Only Friendship with Christ Survives Death
“I am glad you are here with me. Here at the end of all things, Sam,” the hero of The Lord of the Rings says to his faithful companion as the novel’s plot winds down.
They are comforting words that have a strange power: being at the side of a real friend, when weighed against “the end of all things,” actually seems to hold its own.
This is why people visit gravesites; we don’t give up on people just because they’re dead. But the tragedy of death though is that we eventually do stop visiting their graves when we die; and those who visit our graves also all eventually die.
The only friendship that will ultimately survive death is the death of the one person who outlasted death, and that is Jesus Christ.
This is the great truth of the crucifix. It is the ultimate “I am here with you, here at the end of all things.”
Betraying Christ’s Friendship will be Judged Harshly
But as comforting as the crucifix is about death, it is also sets a frighteningly high bar for “friendship.”
Jesus died when he was 33, and the Church year has 33 Sundays of Ordinary Time, the last of which was yesterday. The Mass said horrifying things to mark the occasion.
“Some shall live forever,” said the first reading, “others shall be an everlasting horror and disgrace.”
Gospel acclamations are usually cheery, vigorous aspirations. Yesterday’s told us to “pray that you have the strength to stand before the Son of Man.”
The Last Judgment in the Gospel of Matthew makes clear that we can betray Jesus without ever doing so explicitly, to his face. To ignore the needy around us is as clear a betrayal of Jesus as it would be for us to refuse to open the door for him in a blizzard.
This is hard for us to face. We live in a world that is formed by marketing. We have gotten used to evaluating not by quality but by image: Things are as good as their logo, or their cultural cache, or their effectiveness with key demographics.
Facing God’s judgment is the opposite of marketing. God doesn’t care if we have a reputation for holiness or if we have all the right religious aspirations. He only sees our heart for him as reflected in our encounters with his sons and daughters.
“In the evening of life, we will be judged on love alone,” said St. John of the Cross. God help us.
Hell Is the Everlasting Boredom of Those Who Reject Love
The Catechism frighteningly says we have real power, power to choose Christ forever—or to reject him forever.
The choice to love is the choice to break out of yourself and give yourself to others.
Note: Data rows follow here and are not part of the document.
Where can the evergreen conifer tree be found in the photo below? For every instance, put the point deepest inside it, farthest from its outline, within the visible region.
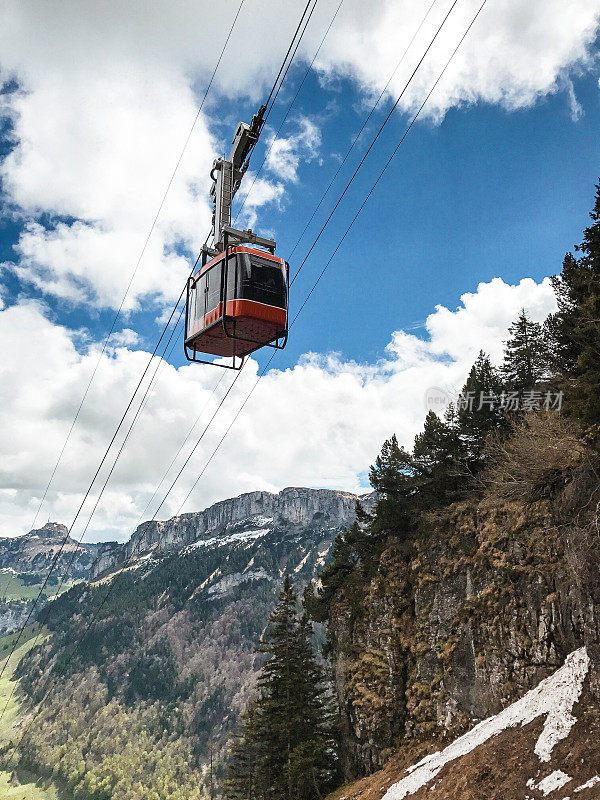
(479, 412)
(525, 355)
(438, 461)
(392, 477)
(576, 324)
(285, 750)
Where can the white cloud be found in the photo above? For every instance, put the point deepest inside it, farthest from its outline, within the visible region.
(286, 153)
(108, 92)
(320, 423)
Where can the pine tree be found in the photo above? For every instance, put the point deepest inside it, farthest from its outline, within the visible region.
(285, 750)
(525, 355)
(392, 477)
(479, 412)
(576, 324)
(438, 462)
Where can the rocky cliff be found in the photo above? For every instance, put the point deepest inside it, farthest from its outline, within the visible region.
(291, 508)
(34, 552)
(488, 600)
(180, 608)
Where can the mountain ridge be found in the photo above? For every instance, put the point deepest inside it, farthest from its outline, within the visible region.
(295, 506)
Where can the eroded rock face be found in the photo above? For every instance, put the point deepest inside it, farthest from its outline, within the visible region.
(489, 602)
(34, 552)
(322, 508)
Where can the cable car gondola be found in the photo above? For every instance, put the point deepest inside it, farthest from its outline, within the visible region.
(236, 303)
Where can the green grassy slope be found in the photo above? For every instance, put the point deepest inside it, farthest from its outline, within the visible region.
(13, 587)
(23, 785)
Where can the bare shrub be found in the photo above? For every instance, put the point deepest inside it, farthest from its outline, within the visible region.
(542, 455)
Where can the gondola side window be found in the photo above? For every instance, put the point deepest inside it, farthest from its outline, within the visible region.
(213, 296)
(261, 280)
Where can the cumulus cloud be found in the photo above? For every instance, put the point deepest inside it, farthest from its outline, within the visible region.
(320, 423)
(286, 153)
(107, 93)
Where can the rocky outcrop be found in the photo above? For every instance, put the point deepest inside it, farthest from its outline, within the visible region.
(548, 737)
(488, 601)
(323, 509)
(34, 552)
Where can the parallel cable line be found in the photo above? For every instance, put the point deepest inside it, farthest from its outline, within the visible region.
(140, 257)
(355, 217)
(331, 214)
(58, 553)
(131, 279)
(377, 135)
(130, 403)
(363, 126)
(339, 244)
(289, 108)
(284, 62)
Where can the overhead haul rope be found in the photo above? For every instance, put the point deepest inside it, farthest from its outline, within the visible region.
(339, 244)
(289, 108)
(140, 257)
(274, 91)
(363, 126)
(129, 284)
(350, 181)
(380, 175)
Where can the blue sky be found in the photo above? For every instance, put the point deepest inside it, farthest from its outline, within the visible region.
(488, 192)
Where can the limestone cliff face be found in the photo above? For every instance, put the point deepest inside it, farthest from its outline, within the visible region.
(34, 552)
(488, 602)
(324, 509)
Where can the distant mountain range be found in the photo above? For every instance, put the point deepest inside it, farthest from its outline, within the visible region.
(34, 552)
(249, 516)
(180, 607)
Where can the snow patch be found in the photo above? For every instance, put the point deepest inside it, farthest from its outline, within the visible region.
(554, 697)
(230, 582)
(556, 780)
(241, 536)
(588, 784)
(302, 563)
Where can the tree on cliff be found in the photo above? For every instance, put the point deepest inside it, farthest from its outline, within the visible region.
(525, 355)
(285, 750)
(479, 411)
(576, 324)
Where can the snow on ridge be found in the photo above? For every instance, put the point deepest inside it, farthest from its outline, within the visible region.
(588, 784)
(554, 697)
(241, 536)
(556, 780)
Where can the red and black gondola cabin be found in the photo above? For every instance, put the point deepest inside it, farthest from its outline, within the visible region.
(236, 303)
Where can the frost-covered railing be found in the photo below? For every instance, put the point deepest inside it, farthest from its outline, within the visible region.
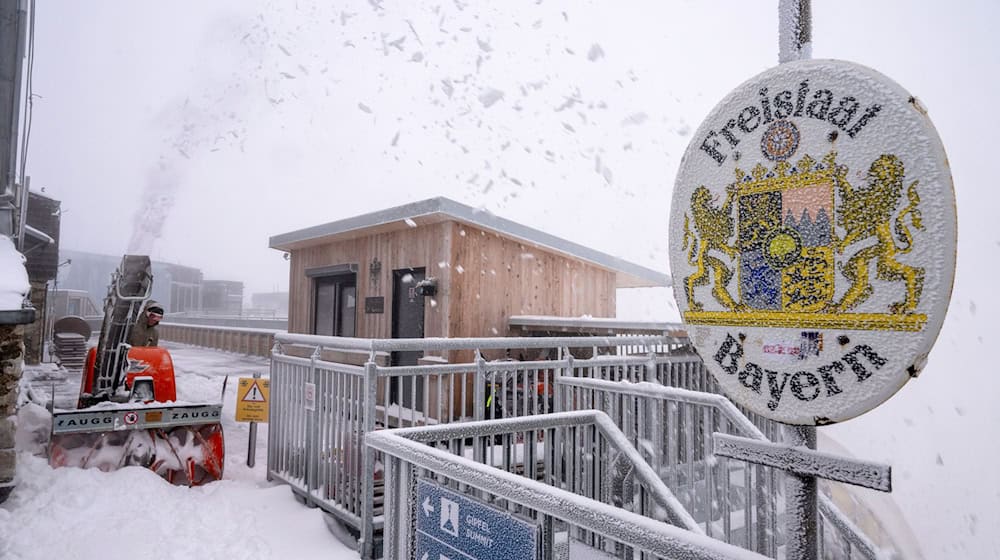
(257, 342)
(327, 393)
(731, 500)
(572, 525)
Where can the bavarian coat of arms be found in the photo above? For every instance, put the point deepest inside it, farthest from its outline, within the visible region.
(812, 240)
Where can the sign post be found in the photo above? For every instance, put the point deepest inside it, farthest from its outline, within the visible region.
(812, 242)
(252, 396)
(454, 526)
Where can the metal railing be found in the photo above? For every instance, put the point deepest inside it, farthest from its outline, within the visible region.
(732, 501)
(329, 393)
(256, 342)
(452, 455)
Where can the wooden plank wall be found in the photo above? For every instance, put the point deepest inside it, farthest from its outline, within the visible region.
(483, 278)
(424, 246)
(501, 277)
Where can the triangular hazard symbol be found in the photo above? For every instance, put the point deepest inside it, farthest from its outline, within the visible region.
(254, 394)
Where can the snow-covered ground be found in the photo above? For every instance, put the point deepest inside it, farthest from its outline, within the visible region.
(132, 513)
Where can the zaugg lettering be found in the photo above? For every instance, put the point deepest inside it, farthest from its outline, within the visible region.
(196, 414)
(93, 421)
(804, 385)
(820, 105)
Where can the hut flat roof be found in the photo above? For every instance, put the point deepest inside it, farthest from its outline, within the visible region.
(434, 210)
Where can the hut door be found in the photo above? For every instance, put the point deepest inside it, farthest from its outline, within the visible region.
(407, 322)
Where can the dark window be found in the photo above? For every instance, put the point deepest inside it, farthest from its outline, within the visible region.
(335, 305)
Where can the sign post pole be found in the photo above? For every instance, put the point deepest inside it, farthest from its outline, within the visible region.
(252, 442)
(795, 43)
(252, 398)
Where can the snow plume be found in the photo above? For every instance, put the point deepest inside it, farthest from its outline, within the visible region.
(209, 122)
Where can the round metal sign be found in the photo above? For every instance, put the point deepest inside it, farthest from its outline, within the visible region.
(813, 241)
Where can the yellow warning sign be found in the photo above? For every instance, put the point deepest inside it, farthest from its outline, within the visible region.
(252, 395)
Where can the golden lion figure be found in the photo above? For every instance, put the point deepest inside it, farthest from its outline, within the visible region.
(714, 227)
(866, 213)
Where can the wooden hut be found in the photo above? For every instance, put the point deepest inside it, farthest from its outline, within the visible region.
(438, 268)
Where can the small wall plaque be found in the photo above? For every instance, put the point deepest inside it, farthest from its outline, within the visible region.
(375, 305)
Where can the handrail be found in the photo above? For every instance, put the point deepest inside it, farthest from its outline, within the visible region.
(659, 538)
(222, 328)
(733, 414)
(494, 343)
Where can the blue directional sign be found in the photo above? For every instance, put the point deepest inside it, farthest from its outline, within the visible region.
(453, 526)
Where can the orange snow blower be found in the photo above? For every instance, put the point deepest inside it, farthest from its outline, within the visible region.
(127, 414)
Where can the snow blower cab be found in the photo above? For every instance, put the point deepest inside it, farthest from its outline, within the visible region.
(127, 414)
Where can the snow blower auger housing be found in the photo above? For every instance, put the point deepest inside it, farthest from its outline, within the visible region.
(126, 414)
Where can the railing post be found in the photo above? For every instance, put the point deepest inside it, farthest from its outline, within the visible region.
(275, 413)
(366, 544)
(312, 438)
(394, 506)
(479, 388)
(800, 501)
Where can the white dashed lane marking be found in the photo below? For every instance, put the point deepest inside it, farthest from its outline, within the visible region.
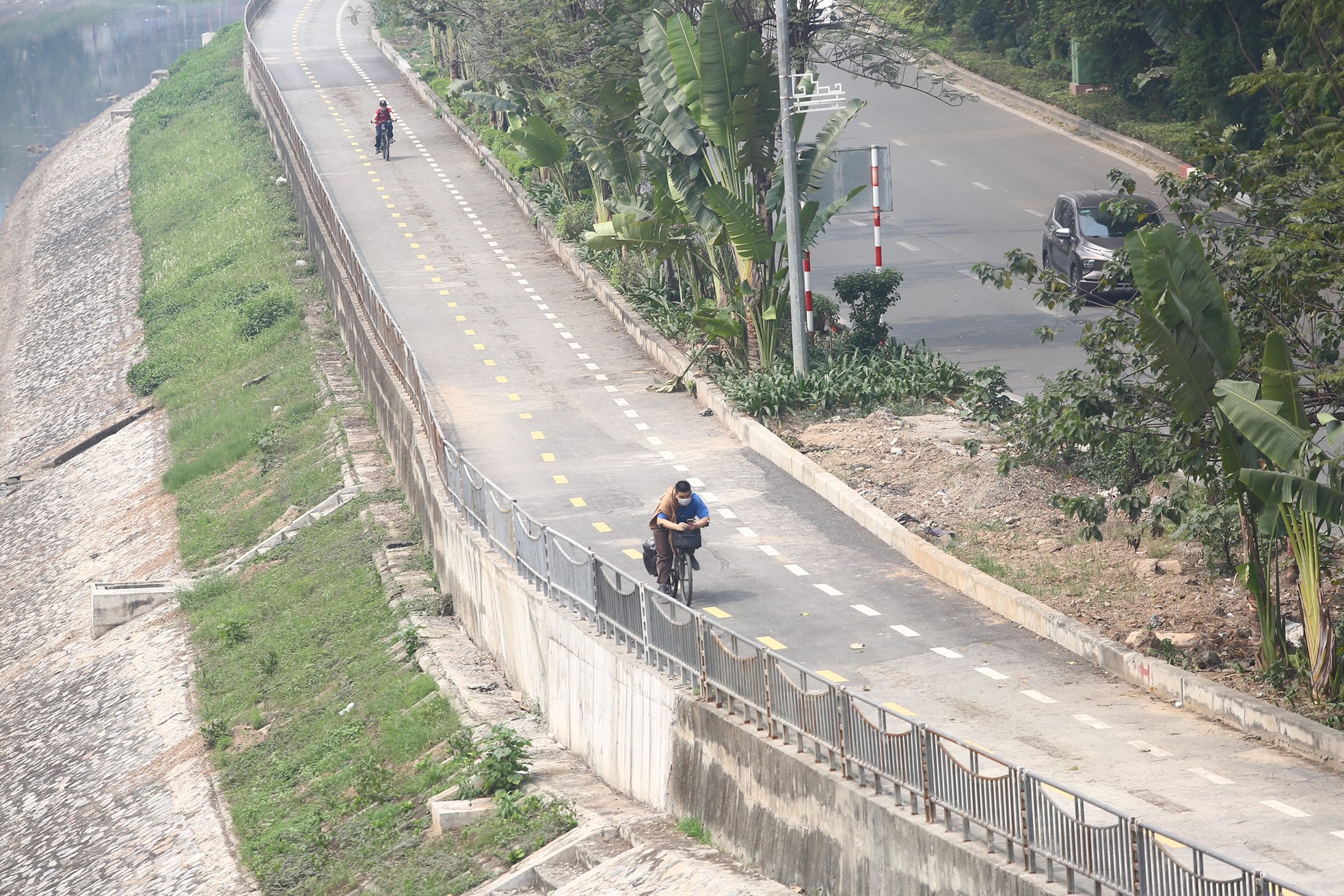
(1284, 808)
(1089, 720)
Do that and you meet Jesus Christ, the author of life himself.
The choice to sin is the decision to betray your best friend. Do that and you ape the actions of Satan, the author of death.
Mexican bishops recently worried that their own nation was in the grip of hell, as Drug Cartels became increasingly fiendish, decapitating bodies and hanging them from billboards. We see the same morbidity elsewhere: ISIS militants look like grim reapers with their robe off, and turn their killings into twisted fantasies of death.
But we aren’t that much better off in America. Leading television shows focus on sick crimes. In video games, we play-act mass destruction. Hollywood horror franchises such as Saw have descended into bizarre new depths. Our culture has become so desensitized to death that there is hardly an outcry when it turns out Planned Parenthood is selling our neighbors’ babies’ body parts.
This is what life looks like when boredom becomes the biggest fear and entertainment the greatest commodity, and first hope and then conscience goes.
Which is what hell looks like: giant boredom wallowing in death.
Heaven Is the Fulfillment of the Desire That Eludes Us
Ironically, some people complain that it is heaven that sounds boring—an endless succession of days, each one like the last.
Pope Benedict XVI tried to correct that misimpression in his encyclical Spe Salve but had to lapse into strange, hard-to-understand phrases, calling heaven “the supreme moment of satisfaction, in which totality embraces us and we embrace totality.” Heaven is “plunging into the ocean of infinite love,” or “plunging ever anew into the vastness of being, in which we are simply overwhelmed with joy.”
I like the comparison of heaven to nostalgia. Just as nostalgia strips away all of the dross from a moment in time, heaven will be a pure experience of joy. It is the fulfillment in light that the darkness of hell imitates.
Marketing mimics nostalgia by promising a pure experience that doesn’t exist. It teases a desire that cannot be satisfied on earth.
But it can be satisfied somewhere … in the place where, in the presence of pure being, we will finally be pure.